3. What confirms my idea?
A support level alone isn't enough. A resistance break alone isn't enough.
I want confirmation.
That could be stronger buying volume, a successful retest after a breakout, or clear rejection from a key level. Confirmation doesn't guarantee success, but it reduces the chances of entering because of hope alone.
4. Does the risk make sense?
This is the question many traders skip.
Every trade has potential profit, but every trade also has potential loss. If the downside is larger than the realistic upside, I don't care how attractive the chart looks—I walk away. Capital should only be exposed when the reward justifies the risk.
5. Am I trading because of my strategy—or because of my emotions?
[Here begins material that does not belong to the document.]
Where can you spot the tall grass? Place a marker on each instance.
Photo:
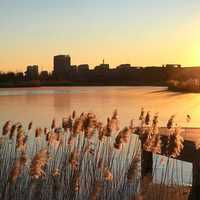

This is probably the hardest question to answer honestly.
If I'm entering because everyone on social media is posting profits, that's emotion.
If I'm increasing leverage because my last trade was successful, that's emotion.
If I'm forcing a trade because I've been waiting all day, that's emotion.
The market doesn't punish emotions immediately. Sometimes it rewards them first—and that's what makes them dangerous.
Let's take Bitcoin as an example.
Imagine BTC breaks above a major resistance level with strong momentum. Many traders buy the breakout instantly. I prefer to wait. If price comes back, holds the breakout level as new support, and buying pressure returns, the setup becomes much stronger. If the breakout fails and price quickly falls back below resistance, I've avoided a low-quality trade without risking my capital.
That single adjustment has saved me from countless unnecessary entries.
I've learned that profitable trading isn't about finding more opportunities.
It's about rejecting the ones that don't meet your standards.
Every day the market creates hundreds of candles.
Only a handful deserve your money.
The next time you open a chart, don't ask, "Where can I enter?"
Ask, "Has this trade earned the right to risk my capital?"
That one question can completely change the way you trade.
Disclaimer: Personal market understanding for educational purposes only. Always DYOR.